Mahkemece keşfe bağlı olarak düzenlenen ve hükme esas alınan bilirkişi kurulu raporunda, davacı taşeronun sözleşme konusu imalâtları tamamlamış olup eksik ve kusur bulunmadığı, nefaset kesintisi yapılamayacağı belirtilmiş ise de; söz konusu rapora karşı davalı tarafça itirazda bulunulduğu raporda tüm dairelerin incelenmediği, örnekleme yolu ile bazı daireler gezilerek inceleme yapılmış olduğu belirtilmiş, delil tespit dosyalarında eksik ve kusurlar bulunan bağımsız bölümlerin numaraları belirtilmiş olmasına rağmen bu dairelerde inceleme yapılıp yapılmadığı açıkça belirtilmediğinden bu raporun hükme yeterli kabul edilmesi mümkün değildir. Ayrıca davalı tarafın cezai şartla ilgili sanvunması mahsup itirazı niteliğinde olduğundan karşı dava olarak ileri sürülmesine gerek olmaksızın incelenmesi gerektiği halde mahkemece sözleşmeye göre teslim tarihinin ne olduğu, hangi tarihte teslim edildiği, teslim zamanında kararlaştırılan ifaya ekli ceza olduğundan ihtirazı kayıt ileri sürülup sürülmediği ya da bu hakkın saklı tutulup tutulmadığı araştırılmamıştır. Bilirkişi raporunda yüklenici tarafından sunulan sözleşmenin 3. maddesine göre yüklenicinin öncelikli edimi olan daireyi 30.09.2012 tarihinde teslim etmemiş olması nedeniyle cezai şart isteyemeyeceği düşüncesi belirtilmiş ise de; ayrı sözleşmede bartere konu daire tapusunun kesin kabul ve imalâtların tesliminden sonra verileceği belirtilmiş olduğu, bu açıklamanın sözleşmenin imzalandığı tarihte yürürlükte bulunan 818 sayılı BK’nın 364/1. maddesindeki ödeme zamanının teyidi mahiyetinde bulunduğundan ve bunun sonucu olarak bedel olarak
kararlaştırılan daire tapusunun işin kesin kabulü yapılıp ve tüm imalâtların tesliminden önce istenmesi mümkün olmadığından, bu sözleşme maddesinin taşeronun ödemezlik def’i ile işi geçiktirmesine imkan veren ve cezai şart uygulanmasını engelleyen bir hüküm olarak kabulü mümkün değildir.

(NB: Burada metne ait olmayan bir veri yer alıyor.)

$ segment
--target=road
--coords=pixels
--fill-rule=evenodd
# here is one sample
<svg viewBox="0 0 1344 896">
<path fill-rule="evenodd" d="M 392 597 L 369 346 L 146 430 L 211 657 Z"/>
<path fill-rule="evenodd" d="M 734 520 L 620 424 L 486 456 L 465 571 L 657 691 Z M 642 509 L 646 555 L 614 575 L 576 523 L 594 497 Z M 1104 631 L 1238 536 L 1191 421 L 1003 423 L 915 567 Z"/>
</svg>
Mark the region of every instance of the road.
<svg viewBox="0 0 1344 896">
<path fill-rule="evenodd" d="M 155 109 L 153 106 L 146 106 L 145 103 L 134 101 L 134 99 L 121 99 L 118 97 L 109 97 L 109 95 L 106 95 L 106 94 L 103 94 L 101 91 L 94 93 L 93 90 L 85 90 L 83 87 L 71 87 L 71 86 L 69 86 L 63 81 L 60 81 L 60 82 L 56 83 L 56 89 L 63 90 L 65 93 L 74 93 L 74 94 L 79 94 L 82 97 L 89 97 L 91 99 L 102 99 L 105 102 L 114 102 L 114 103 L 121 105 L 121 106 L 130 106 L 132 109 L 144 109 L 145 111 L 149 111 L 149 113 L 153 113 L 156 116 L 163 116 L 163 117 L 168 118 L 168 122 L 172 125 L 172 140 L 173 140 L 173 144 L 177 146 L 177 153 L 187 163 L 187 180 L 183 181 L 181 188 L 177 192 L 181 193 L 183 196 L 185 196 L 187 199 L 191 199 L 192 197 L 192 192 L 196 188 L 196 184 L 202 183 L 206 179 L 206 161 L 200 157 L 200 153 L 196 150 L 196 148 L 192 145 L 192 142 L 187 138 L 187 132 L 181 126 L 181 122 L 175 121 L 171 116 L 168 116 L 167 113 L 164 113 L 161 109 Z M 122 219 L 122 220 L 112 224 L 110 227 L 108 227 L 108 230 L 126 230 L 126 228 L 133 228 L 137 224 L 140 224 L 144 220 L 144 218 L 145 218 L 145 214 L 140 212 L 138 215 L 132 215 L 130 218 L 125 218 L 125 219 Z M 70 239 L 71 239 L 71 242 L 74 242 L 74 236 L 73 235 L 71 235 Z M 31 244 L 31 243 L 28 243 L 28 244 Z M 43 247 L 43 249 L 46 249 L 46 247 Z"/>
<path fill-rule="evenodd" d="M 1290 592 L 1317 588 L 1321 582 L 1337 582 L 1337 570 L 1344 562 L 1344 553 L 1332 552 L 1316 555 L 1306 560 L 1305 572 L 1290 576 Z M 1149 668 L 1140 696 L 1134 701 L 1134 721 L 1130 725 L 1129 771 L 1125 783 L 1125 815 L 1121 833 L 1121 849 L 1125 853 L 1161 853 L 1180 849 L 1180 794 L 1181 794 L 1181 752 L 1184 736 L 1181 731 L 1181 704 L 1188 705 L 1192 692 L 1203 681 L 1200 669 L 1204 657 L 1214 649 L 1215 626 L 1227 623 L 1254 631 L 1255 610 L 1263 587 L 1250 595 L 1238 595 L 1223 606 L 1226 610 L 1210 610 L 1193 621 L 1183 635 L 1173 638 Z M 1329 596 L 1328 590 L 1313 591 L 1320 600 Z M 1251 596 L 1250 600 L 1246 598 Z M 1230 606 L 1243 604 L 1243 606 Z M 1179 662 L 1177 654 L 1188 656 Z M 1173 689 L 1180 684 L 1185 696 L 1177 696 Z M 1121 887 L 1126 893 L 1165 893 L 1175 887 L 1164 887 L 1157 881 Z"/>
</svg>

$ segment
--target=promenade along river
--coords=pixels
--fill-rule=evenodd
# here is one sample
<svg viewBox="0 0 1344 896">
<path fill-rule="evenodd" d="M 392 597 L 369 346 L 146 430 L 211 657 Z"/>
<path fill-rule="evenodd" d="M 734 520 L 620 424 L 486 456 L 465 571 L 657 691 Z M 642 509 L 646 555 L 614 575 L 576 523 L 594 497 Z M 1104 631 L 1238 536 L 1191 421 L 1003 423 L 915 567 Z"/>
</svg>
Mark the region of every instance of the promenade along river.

Bu durumda mahkemece yeniden konusunda uzman teknik bilirkişilerden oluşturulacak 3 kişilik bilirkişi kurulu menfatiyle mahallinde yeniden keşif yapılıp sözleşme ile üstlenilen işlerin yapıldığı daireler ve özellikle delil tesbitleri sonrası düzenlenen bilirkişi raporlarında eksik ve kusurlu imalâtlar olduğu belirtilip gözlenen daireler ve bağımsız bölümler üzerinde inceleme yapmak, davalı vekilinin bozmadan önce alınan bilirkişi raporuna yaptığı itirazlarını da karşılamak suretiyle eksik ve kusurlu işler ile giderim bedelleri ve sözleşme hükümlerine göre davacı taşeronun işi teslim etmesi gerektiği tarih tespit edilip hangi tarihte teslim edildiği taraflardan sorulup araştırılarak tespit edildikten sonra davalının ihtirazı kayıtsız işi teslim alıp almadığı da göz önünde bulundurulmak suretiyle davalının gecikme cezası istemekte haklı olup olmadığı ve bunun miktarı konusunda da gerekçeli ve denetime elverişli rapor alınarak değerlendirilip sonucuna uygun bir karar verilmesi gerekirken bu hususlar üzerinde durulmadan eksik inceleme ve yanlış değerlendirme ile yazılı şekilde hüküm tesisi doğru olmamış, kararın bozulması uygun bulunmuştur.
SONUÇ: Yukarıda 1. bentte açıklanan nedenlerle davalının diğer temyiz itirazlarının reddine, 2. bent uyarınca kabulü ile hükmün davalı yararına BOZULMASINA, ödediği temyiz peşin harcının istek halinde temyiz eden davalıya geri verilmesine, karara karşı tebliğ tarihinden itibaren 15 gün içinde karar düzeltme isteminde bulunulabileceğine 08.11.2017 gününde oybirliğiyle karar verildi.